Copp Sebastian R, LeBlanc Constance
Emergency Medicine, Dalhousie University, Halifax, CAN.
Cureus. 2019 Jan 6;11(1):e3831. doi: 10.7759/cureus.3831.
This case report describes a middle-aged patient with a past history of migraine headaches, who presented to the emergency department with a new onset of headaches around his left eye that were different from the pattern and character of his usual migraine headaches. The pain was severe, brief, and stabbing in nature, lasting only seconds, and occurring over intervals of a few minutes. His vital signs, including glucose, were normal. He had no constitutional symptoms, a normal neurological examination, and a normal head, eyes, ears, nose, and throat examination. The painful paroxysms could not be elicited on palpation of his face, head, or oral mucosa. His blood investigations were reported as within normal limits. He was not using alcohol or any illicit drugs and was not taking any medication.
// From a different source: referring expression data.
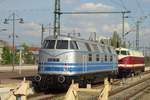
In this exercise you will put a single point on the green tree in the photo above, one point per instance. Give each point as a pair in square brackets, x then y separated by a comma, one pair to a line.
[27, 55]
[6, 56]
[116, 40]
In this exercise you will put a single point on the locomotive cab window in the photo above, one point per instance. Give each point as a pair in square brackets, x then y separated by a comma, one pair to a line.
[49, 44]
[73, 45]
[88, 47]
[124, 52]
[62, 44]
[117, 51]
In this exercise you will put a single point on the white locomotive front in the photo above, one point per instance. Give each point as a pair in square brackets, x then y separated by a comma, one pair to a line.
[64, 59]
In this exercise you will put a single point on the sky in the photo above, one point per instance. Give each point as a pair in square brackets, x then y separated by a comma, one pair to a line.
[38, 12]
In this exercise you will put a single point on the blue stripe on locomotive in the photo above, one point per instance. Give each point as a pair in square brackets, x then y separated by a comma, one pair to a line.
[77, 67]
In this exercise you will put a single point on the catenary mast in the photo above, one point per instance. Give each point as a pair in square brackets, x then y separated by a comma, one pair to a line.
[57, 14]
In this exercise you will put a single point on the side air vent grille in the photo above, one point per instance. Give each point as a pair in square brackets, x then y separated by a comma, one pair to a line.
[53, 60]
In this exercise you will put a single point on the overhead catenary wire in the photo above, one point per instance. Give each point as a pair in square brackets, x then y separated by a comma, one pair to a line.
[123, 4]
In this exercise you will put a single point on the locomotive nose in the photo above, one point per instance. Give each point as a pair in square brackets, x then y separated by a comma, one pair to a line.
[37, 78]
[61, 79]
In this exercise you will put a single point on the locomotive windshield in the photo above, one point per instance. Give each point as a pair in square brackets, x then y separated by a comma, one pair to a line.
[117, 51]
[62, 44]
[49, 44]
[73, 45]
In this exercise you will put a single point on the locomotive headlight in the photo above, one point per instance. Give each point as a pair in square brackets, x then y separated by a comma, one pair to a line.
[65, 67]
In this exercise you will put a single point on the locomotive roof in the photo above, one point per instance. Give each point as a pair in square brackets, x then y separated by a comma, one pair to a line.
[64, 37]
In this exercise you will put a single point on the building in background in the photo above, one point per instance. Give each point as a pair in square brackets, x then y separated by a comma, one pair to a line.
[2, 44]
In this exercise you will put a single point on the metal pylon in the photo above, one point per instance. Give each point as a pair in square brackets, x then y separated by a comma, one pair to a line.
[57, 14]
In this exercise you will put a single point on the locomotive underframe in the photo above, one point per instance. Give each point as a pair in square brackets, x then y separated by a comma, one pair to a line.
[128, 71]
[64, 81]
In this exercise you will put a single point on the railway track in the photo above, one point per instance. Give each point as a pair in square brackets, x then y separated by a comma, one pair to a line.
[116, 93]
[130, 91]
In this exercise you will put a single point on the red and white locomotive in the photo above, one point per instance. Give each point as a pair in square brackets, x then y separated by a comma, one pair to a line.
[130, 61]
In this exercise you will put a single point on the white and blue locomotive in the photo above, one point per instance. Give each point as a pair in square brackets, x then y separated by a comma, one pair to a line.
[65, 58]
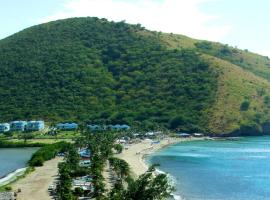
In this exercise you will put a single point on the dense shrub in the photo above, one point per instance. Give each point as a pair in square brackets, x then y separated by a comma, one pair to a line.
[47, 152]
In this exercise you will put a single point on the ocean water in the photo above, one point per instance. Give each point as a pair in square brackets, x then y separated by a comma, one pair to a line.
[12, 159]
[218, 170]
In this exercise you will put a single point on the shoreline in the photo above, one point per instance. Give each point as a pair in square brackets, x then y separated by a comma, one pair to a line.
[135, 154]
[12, 176]
[35, 185]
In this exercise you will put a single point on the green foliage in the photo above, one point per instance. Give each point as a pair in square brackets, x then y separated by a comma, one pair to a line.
[8, 144]
[47, 152]
[89, 69]
[147, 186]
[65, 182]
[118, 148]
[245, 105]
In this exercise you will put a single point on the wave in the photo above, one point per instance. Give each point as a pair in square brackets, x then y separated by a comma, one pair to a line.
[12, 176]
[172, 181]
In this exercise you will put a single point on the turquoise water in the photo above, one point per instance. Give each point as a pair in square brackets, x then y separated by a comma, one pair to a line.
[218, 170]
[12, 159]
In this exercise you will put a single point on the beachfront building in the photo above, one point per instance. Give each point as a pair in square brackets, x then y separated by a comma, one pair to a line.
[84, 154]
[184, 135]
[35, 125]
[18, 125]
[4, 127]
[94, 127]
[67, 126]
[119, 127]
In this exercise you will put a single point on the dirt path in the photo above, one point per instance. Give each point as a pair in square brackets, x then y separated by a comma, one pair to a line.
[35, 185]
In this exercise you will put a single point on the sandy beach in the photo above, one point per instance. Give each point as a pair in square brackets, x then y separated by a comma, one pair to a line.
[135, 153]
[35, 185]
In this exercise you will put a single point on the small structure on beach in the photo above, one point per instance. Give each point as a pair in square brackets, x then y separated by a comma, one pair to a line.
[85, 163]
[7, 196]
[119, 127]
[4, 127]
[94, 127]
[68, 126]
[84, 182]
[184, 135]
[35, 125]
[85, 153]
[18, 125]
[198, 134]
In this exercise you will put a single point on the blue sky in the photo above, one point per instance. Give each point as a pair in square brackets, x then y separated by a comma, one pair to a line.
[241, 23]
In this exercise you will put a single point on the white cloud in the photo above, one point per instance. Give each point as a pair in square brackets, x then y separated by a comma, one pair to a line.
[176, 16]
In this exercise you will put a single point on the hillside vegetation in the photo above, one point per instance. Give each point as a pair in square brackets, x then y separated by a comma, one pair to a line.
[92, 70]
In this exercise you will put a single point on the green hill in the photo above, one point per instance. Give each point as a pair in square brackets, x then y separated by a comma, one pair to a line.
[92, 70]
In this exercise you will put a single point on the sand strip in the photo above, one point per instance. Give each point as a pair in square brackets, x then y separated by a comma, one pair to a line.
[35, 185]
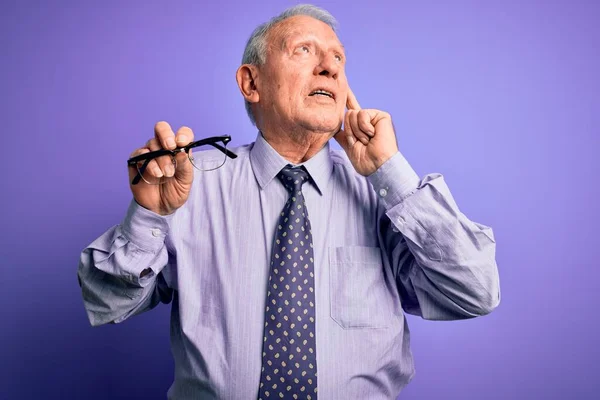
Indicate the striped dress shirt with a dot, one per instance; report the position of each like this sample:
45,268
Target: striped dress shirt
384,245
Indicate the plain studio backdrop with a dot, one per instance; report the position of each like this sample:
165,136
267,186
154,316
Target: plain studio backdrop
502,98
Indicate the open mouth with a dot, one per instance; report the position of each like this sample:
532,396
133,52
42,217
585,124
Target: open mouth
322,92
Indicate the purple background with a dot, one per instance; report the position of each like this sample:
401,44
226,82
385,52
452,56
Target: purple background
502,98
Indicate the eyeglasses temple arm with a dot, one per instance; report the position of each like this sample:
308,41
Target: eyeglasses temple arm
141,170
228,153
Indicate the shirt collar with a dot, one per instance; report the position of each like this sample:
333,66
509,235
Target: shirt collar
266,164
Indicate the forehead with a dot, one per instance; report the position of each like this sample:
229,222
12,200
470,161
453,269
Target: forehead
302,26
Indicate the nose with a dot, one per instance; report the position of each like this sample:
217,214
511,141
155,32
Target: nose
328,66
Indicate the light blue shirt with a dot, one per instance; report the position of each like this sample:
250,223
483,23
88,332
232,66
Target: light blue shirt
384,246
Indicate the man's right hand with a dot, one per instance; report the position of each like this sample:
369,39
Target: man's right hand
167,197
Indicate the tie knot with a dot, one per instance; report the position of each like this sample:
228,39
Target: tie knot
293,178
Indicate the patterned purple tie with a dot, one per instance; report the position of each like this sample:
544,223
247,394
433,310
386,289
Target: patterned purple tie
289,358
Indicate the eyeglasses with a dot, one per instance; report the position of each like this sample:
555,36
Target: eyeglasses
207,162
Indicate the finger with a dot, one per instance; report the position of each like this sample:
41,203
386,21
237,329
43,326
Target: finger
164,134
351,102
184,136
151,170
346,137
358,133
162,165
364,123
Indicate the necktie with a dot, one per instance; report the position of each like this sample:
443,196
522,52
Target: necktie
289,358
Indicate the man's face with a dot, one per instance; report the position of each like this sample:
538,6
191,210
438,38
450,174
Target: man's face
303,81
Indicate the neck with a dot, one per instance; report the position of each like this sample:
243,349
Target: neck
296,145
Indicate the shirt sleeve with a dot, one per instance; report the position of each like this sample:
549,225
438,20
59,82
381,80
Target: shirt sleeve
444,263
120,272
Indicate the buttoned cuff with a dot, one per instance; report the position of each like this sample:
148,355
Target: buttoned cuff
394,181
144,228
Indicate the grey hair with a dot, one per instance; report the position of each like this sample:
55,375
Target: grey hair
256,48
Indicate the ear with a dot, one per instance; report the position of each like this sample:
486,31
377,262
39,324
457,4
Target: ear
246,78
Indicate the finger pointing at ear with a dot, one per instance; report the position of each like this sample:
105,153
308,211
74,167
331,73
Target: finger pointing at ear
351,102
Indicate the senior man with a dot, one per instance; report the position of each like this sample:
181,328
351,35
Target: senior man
290,266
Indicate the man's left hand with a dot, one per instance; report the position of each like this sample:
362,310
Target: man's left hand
367,136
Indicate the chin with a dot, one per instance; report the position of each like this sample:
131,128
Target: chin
326,124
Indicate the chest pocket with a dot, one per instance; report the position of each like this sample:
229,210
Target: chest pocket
358,294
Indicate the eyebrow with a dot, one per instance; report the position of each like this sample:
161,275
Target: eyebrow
290,35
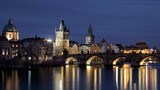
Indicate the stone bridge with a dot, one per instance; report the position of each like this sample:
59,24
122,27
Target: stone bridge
112,58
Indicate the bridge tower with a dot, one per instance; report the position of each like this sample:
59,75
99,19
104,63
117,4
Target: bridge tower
61,39
90,36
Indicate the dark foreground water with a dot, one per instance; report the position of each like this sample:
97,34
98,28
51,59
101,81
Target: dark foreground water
81,78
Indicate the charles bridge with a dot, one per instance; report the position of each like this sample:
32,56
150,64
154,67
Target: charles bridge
112,58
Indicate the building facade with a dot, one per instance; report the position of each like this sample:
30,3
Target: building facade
61,39
11,33
90,38
5,48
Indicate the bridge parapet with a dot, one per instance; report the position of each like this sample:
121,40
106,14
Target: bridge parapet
108,58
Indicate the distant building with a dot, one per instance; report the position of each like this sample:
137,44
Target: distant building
115,48
5,48
95,48
139,47
61,39
73,47
84,48
36,49
103,46
11,33
90,37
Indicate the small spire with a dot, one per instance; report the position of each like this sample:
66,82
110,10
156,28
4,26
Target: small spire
62,25
10,21
90,30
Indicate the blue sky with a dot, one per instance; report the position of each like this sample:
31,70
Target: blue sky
118,21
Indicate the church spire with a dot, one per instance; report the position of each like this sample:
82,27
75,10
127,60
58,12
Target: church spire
62,26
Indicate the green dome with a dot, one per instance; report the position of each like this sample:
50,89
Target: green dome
10,27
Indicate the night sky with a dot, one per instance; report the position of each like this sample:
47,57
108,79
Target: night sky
118,21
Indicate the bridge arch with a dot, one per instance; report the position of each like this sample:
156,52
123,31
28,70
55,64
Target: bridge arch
70,60
147,59
95,60
118,59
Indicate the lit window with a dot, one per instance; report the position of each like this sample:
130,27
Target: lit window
3,52
6,52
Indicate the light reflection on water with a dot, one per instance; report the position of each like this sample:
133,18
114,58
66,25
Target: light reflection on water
81,78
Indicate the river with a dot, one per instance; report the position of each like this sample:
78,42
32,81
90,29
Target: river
72,77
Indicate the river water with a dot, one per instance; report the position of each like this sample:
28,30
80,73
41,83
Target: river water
81,78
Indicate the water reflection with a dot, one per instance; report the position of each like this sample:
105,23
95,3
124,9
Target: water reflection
123,77
93,78
10,80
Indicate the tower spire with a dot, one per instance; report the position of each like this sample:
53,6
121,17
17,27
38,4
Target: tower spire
10,21
62,25
90,30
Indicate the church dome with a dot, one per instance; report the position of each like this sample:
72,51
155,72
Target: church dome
9,27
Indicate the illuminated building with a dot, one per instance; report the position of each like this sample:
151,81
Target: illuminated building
11,33
5,48
73,47
103,46
90,36
61,39
95,48
36,49
84,48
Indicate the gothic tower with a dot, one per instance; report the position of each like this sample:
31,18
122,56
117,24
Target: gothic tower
10,31
90,36
61,39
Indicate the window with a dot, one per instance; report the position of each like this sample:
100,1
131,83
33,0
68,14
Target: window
10,36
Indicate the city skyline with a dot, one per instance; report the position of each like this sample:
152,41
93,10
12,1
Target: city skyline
125,22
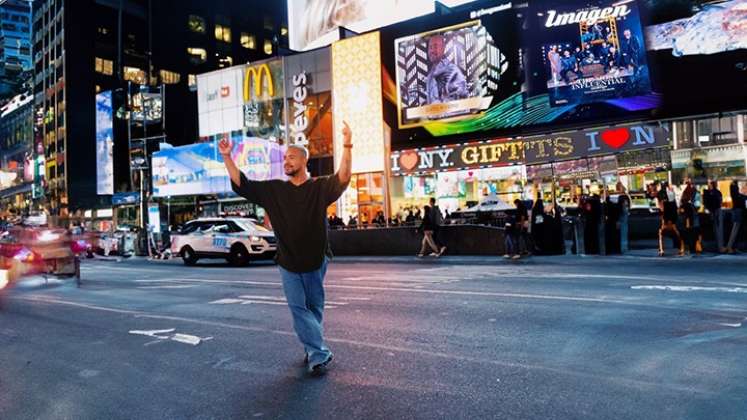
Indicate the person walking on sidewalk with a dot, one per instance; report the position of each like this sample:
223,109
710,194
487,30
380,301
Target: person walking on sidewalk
713,200
438,221
298,209
668,209
427,228
737,214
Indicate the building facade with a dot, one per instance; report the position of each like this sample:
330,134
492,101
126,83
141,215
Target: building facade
85,47
15,44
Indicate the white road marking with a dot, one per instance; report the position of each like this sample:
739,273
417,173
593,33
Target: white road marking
161,335
451,357
692,289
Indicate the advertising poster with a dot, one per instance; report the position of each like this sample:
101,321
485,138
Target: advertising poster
448,73
199,168
104,144
699,48
593,52
316,23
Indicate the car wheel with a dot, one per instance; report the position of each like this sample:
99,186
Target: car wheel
188,256
239,256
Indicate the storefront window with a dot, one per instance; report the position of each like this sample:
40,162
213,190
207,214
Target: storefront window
717,131
684,134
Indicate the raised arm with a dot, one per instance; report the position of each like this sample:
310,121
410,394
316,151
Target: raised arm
224,148
344,173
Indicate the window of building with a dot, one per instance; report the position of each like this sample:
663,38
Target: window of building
222,33
269,24
104,66
196,24
225,61
715,131
134,75
248,41
268,47
169,77
197,55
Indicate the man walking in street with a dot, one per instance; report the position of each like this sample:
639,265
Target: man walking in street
298,209
437,219
738,201
713,199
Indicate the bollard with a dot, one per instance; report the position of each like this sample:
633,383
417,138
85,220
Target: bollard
77,270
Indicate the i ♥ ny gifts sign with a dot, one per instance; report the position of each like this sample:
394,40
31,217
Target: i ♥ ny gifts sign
530,150
578,144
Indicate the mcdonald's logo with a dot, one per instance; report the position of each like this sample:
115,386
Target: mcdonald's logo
253,77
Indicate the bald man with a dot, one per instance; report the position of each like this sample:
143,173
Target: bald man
298,210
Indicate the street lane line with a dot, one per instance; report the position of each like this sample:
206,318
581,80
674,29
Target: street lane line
670,288
450,357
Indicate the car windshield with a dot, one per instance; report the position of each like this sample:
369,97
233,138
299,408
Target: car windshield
249,226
A diagnosis, with supportive imaging, of ophthalmic branch trigeminal neuralgia (TN) was made. His pain responded well to treatment with carbamazepine. TN is characterized by brief and intermittent lancinating pain with or without a constant background level of pain in the sensory distribution of one or more branches of the trigeminal nerve. There are three main causes for TN: idiopathic, the classical type resulting from neurovascular compression, and the secondary type typically due to multiple sclerosis, a space-occupying lesion, or a skull base abnormality. The mandibular and maxillary branches are most affected and can often be affected simultaneously. Ophthalmic branch TN is relatively rare. Virtually all of TN cases are unilateral and most are the classical type. Distinguishing TN from other cephalalgias, ocular pain, dental pain, or other pathology is critical to a proper diagnosis and initiation of effective therapy. Identifying trigger zones is important and carries a high diagnostic yield; however, they may be anatomically difficult to access, or in a refractory period during a physical examination. Physicians should be aware of several red flags associated with a suspected case of TN. Carbamazepine is the first-line treatment for TN, capable of reducing pain in 90% of patients. Failure to respond to medication requires further investigation and/or specialist referral. Untreated or unrecognized TN can have significant impacts on a patient's quality of life.
本病例报告描述了一名有偏头痛病史的中年患者,他因左眼周围新出现的头痛症状就诊于急诊科,这些头痛与他平常偏头痛的发作模式和特征不同。疼痛剧烈、短暂且呈刺痛性质,仅持续数秒,每隔几分钟发作一次。他的生命体征,包括血糖,均正常。他没有全身症状,神经系统检查正常,头、眼、耳、鼻、喉检查也正常。触诊其面部、头部或口腔黏膜时无法诱发疼痛发作。他的血液检查结果报告在正常范围内。他不饮酒或使用任何非法药物,也未服用任何药物。经支持性影像学检查后,诊断为眼支三叉神经痛(TN)。他的疼痛对卡马西平治疗反应良好。TN的特征是在三叉神经一个或多个分支的感觉分布区域出现短暂的、间歇性的刺痛,可伴有或不伴有持续的背景性疼痛。TN有三个主要病因:特发性,即由神经血管压迫导致的经典类型;继发性,通常由多发性硬化、占位性病变或颅底异常引起。下颌支和上颌支受影响最严重,且常同时受累。眼支TN相对少见。几乎所有TN病例都是单侧的,且大多数是经典类型。将TN与其他头痛、眼痛、牙痛或其他病理情况区分开来对于正确诊断和启动有效治疗至关重要。识别触发区很重要,且具有较高的诊断价值;然而,它们在解剖学上可能难以触及,或在体格检查时处于不应期。医生应了解与疑似TN病例相关的几个警示信号。卡马西平是TN的一线治疗药物,能使90%的患者疼痛减轻。对药物治疗无反应需要进一步检查和/或转诊至专科医生。未经治疗或未被识别的TN会对患者的生活质量产生重大影响。